Sweetbitter(89)



“Jake,” I said. “You know that key tattoo you have?”

“Are you serious?”

“Okay, okay. Just please find me tonight?”

“I promise.” He held my shoulders and inspected my face. Make it easy, I begged him with my eyes. Fix it. He said, “Take that shit off your lips. You look like a clown.”



“WHERE YOU FROM?” Carlos asked me while I smoked outside Park Bar, all my joints soldered together, my body swaying in one monolithic piece. I had a blundering, lost feeling, as if I had been digging tunnels, not knowing if I was going up or down, only that I had no other option but to keep going. My night had gone terribly astray.

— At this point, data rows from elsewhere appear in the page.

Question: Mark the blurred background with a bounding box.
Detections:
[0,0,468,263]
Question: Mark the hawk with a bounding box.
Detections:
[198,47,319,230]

I checked my phone again. No texts, just the time. Six hours of drinking, the last four of them at Park Bar. I was accidentally too high, waiting for him, waiting for him. I was sore from the bolts of cocaine flexing my muscles, I was smoking, my nose, throat, and ears burning, he’s not coming, he’s not coming. Too high for talking, my thoughts elbowing each other out of the way, crowding to the front, to a spot on my forehead I kept touching to try and still them. I understood that the boxers in the painting were a metaphor for consciousness, the way the mind divides, combats, and destroys itself.

Carlos was in front of me, gleaming, his shoes shined, his hair slicked with pomade, his diamond earrings, which he insisted were real. They were his grandmother’s in the Dominican Republic, they were on loan because he was her favorite. He and I had grown closer since I’d sold him my car for $675. It was the exact amount I owed the city in overdue parking tickets. I was pretty sure he’d flipped the car for more money, but I got discounts on my bags so it seemed a fair deal.

“Where are you from again?” he asked.

“Have you seen Jake?”

“Which one is Jake?”

“The bartender. Always looks homeless. Crazy eyes.”

“Yeah, yeah, your bartender over there. The one that used to hook up with Vanessa.”

“Ha,” I said. “Yeah, yep, that’s Jake. Funny you say that because I was just thinking about the women Jake has fucked and I was thinking we should form a band or something, maybe a book club. Maybe all go on a vacation even.”

He held his hands up. “I know nothing. I don’t even know when that was.”

“Of course, no one knows anything, let’s not get involved, let’s not have a real conversation with dates and facts and names and places because we might be held accountable and that, that, would be a catastrophe for some of us, we would have to remove our sunglasses, or lipstick, whatever, the apparatus, and we would have a proper trial, with judges and evidence and verdicts, and some of us would be clean and some of us would be dirty.”

“You’re pretty up there, huh?” He whistled and it sounded like cuckoo.

“I’m done, I’m fine. I can wait it out.”

“You want something to help?”

“I don’t do hard stuff. Like heroin, I don’t do heroin.”

“Yeah, I know, none of you rich kids do heroin.” He winked at me.

“Why would we when you keep us up to our eyeballs in shitty coke? Don’t fucking wink at me.”

“Girl, you are mouthy tonight!” He smiled and handed me another cigarette. I hadn’t realized I was gripping the leftover filter, pinching it. “I like it, you got your teeth bared and shit. I was talking about Xanax, ni?a, shit your mama gave you when you got nervous about the SATs. I never seen you so tense.”

“My mother never did that,” I said. My bones were sharp, my skin wasn’t thick enough to hold them, but I enjoyed Carlos and his kitschy moves. Thank god for Carlos. “I will take a Xanax, actually. How much?”

“First time’s always free, ni?a.”

“Oh Jesus, you’re really going to make me feel filthy about this aren’t you? What is that? It doesn’t look the same.”

“It’s a Xanibar. Just take a small piece. Should last you a few days depending on what kind of fiesta you’re on.”

“I’m not on a fucking fiesta, I’m in fucking hell.”

“Still works the same.”

“My friends will kill you if I die.”

I broke off a piece and chewed it up. I grabbed someone else’s fairly full beer from inside the open window and chased it. We looked back through the windows. Will, Ariel, Sasha, Parker, Heather, Terry, Vivian—all listening to Nicky hold court on one of his rare forays to Park Bar. I couldn’t face him like this, with my clenched, throbbing molars, my twitching hands. Everyone was there—except Jake and Simone, of course—telling and retelling the story of the inspection, speculating about what had really happened, what would happen. Normally I excelled in that gratifying, circular talk, hours slipping by while we filled space with drinking and reinforcing the same stories, never coming up with different endings.

“I think your friends forgot about you,” Carlos said.

“You think that. But I’m their pet. Their puppy. They need me to follow them around.” I ran my tongue over my lips and they were serrated. I tasted blood, I thought of him. “Actually we don’t even have to call them my friends. Let’s call them the people I spend time with. Or actually—this is funny—let’s call them my coworkers. It’s just dinner!”